CamDavidsonPilon / lifelines

Survival analysis in Python
lifelines.readthedocs.org
MIT License
2.37k stars 560 forks source link

Robust Variance for Kaplan Meier #510

Open pzivich opened 6 years ago

pzivich commented 6 years ago

Sandwich variance estimators provide correct CL coverage for inverse probability weighted data. There is a robust variance for Kaplan Meier

Instead of KaplanMeierFitter generating the warning when non-integer weights are detected, it could automatically calculate the confidence intervals based on this instead.

I have a version written what works for IPW KM data (wrote it for something separate). It would be fairly easy to add.

Furthermore, we could generalize the formula to account for user-specified groupings to account for correlated survival times. This would require some additional thought/rewriting, since I wrote the function to make individuals as their own groups (appropriate for IPW).
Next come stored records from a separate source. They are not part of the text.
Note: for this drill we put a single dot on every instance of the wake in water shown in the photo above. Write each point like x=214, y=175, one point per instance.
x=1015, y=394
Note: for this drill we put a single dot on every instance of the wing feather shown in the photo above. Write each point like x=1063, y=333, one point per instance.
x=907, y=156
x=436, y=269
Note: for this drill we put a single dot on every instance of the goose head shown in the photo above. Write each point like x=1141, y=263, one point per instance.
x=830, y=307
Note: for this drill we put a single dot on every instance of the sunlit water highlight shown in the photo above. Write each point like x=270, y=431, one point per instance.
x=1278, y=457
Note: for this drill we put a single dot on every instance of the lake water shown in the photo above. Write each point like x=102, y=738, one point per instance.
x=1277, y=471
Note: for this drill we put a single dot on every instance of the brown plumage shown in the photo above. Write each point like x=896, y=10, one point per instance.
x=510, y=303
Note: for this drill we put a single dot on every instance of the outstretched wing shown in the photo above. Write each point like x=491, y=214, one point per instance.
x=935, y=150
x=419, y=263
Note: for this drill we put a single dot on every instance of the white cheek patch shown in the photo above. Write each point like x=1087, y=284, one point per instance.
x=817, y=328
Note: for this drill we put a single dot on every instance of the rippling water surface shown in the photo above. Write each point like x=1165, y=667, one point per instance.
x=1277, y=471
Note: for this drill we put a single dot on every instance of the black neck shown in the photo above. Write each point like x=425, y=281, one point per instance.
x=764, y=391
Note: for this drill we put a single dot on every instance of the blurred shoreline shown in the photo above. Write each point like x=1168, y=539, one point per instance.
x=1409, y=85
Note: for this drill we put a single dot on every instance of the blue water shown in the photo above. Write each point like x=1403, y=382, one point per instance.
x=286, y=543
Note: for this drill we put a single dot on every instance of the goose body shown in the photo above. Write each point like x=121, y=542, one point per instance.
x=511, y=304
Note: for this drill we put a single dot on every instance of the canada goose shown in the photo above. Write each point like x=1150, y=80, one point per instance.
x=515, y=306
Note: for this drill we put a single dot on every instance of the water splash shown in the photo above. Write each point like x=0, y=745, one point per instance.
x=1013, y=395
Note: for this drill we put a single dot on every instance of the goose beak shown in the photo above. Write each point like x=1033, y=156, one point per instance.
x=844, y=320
Essentially, it would have to be more general to allow any potential grouping pattern

Potential issue: the paper I linked derives the variance for the standard Greenwood's variance estimator. It does not have the log transformation that bounds it between 0-1. I am not too confident in how to log-transform the robust variance estimator

CamDavidsonPilon commented 6 years ago

I like this idea - it will make survival curves for reoccurrences possible too.

CamDavidsonPilon commented 6 years ago

This also fits well into my roadmap of "robust errors" for lifelines https://github.com/CamDavidsonPilon/lifelines/issues/494#issuecomment-402501415

pzivich commented 6 years ago

Just to keep a record of what I have, this is the robust variance calculator I wrote for my purpose. It still has to be generalized for any group variable (it works for IDs only currently). Essentially, it needs another line to calculate the average within-groups (the actual value for the individual obs) then continue with the rest

I will try to work on it this weekend (I will also get to finishing the Aalen-Johansen estimator #413 and write up some simulation data to show why we care to use it in the presence of competing events)

def robust_var(km, survival, event_table, weights, C):
    unique_event_times = event_table['observed'].loc[event_table['observed'] >= 1].index
    zck_St_j = 0
    Stj_lag = 1
    var_j = [0]
    for j in unique_event_times:
        delta_ck = np.where(km.durations == j, 1, 0) * np.array(km.event_observed) * np.array(weights)
        gamma_ck = np.where(km.durations >= j, 1, 0) * np.array(weights)
        ri = float(event_table.loc[event_table.index == j]['n'].values)
        di = float(event_table.loc[event_table.index == j]['observed'].values)
        qi = di / ri
        Stj = float(survival.loc[survival.index == j].values)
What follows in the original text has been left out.